Her mother recounted the story on Facebook, and Ibtihaj Muhammad, an Olympic medalist who fences in a hijab, immediately denounced it as abuse in an Instagram post that went viral. By the next day, Gov. Philip D. Murphy had weighed in on Twitter, and a statewide Islamic organization was calling for the teacher’s “immediate firing.”
One year later, the matter has landed in court. The family sued the school district and the teacher, Tamar Herman. And this month, the teacher filed a defamation suit in New Jersey’s Superior Court that accuses the Olympian and the New Jersey chapter of the Council on American-Islamic Relations and its director of causing “irreparable harm.”
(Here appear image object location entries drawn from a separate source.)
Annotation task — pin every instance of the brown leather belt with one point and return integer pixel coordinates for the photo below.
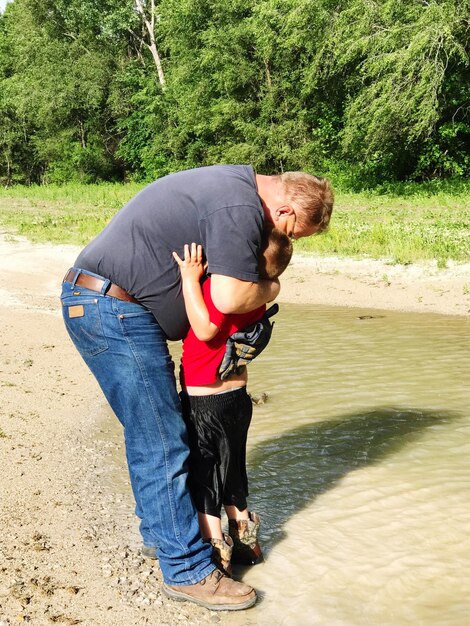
(96, 284)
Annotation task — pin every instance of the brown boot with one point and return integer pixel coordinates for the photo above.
(246, 549)
(216, 592)
(222, 553)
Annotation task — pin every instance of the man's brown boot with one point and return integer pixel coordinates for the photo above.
(222, 553)
(216, 592)
(246, 549)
Ms. Herman is also suing the school district, South Orange-Maplewood, in federal court, claiming it was complicit in what she called “relentless discriminatory treatment.”
“What started as a simple misunderstanding between plaintiff, who is Jewish, and one of her second-grade students, who is Muslim, was transformed into defendants’ complicity in a parade of outrageous, false, defamatory and antisemitic statements,” the federal lawsuit, which was filed a day before the state suit, states.
The incident roiled a community known for its liberal values, and tapped into a deep sense of anxiety among many Muslims, who make up roughly 3 percent of the state population and have faced an uptick in bias crime.
“The strong reaction from the local, state and national level is in large part a culmination of two decades of feeling targeted and vulnerable,” said Sahar Aziz, a Rutgers Law School professor and the author of a book about Islamophobia, “The Racial Muslim: When Racism Quashes Religious Freedom.”